How to Get New Ideas (In Ancient China)

Pu Songling, maybe doing a Buddhist or Daoist mudra with his hand – or maybe holding a cigarette in the peculiar manner of old Chinese men. I can’t tell which.

A story from Chinese history gives us an interesting and effective way to gather new ideas.

蒲松龄 Pu Songling was a teacher and writer during the Qing dynasty. He’s remembered today for being the author of the 聊齋誌異 Liaozhai ZhiyiStrange Tales From A Chinese Studio. It’s rather like a Chinese version of Chaucer’s Canterbury Tales, and contains some five hundred stories.  The book was made into a television program in China years ago. Here is how the author got many of his stories:

Pu Songling owned a tea house, and the tea house had a policy:  You could pay for your tea like a normal customer, or you could have your tea on the house – but you had to sit down and tell a story. Songling did this for years, slowly amassing his marvelous collection of tales.  Long before the internet or kickstarter, he crowdsourced his book, not by collecting money, but by collecting stories.
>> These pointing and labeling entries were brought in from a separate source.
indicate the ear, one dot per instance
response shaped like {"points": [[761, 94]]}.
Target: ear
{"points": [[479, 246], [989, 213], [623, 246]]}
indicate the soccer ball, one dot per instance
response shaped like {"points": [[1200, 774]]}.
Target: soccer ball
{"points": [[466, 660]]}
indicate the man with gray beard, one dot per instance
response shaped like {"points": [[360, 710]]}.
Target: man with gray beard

I was thinking about whether it would still be possible to use this method today. If anyone wants to try, next time you’re at Starbucks or your neighborhood cafe, get a french press and some espresso cups, and offer a free mini-cup of coffee in exchange for a story.  You could even record them on your phone and podcast them, or transcribe them and publish them as “Strange Tales from an American Cafe,” or wherever you happen to be located.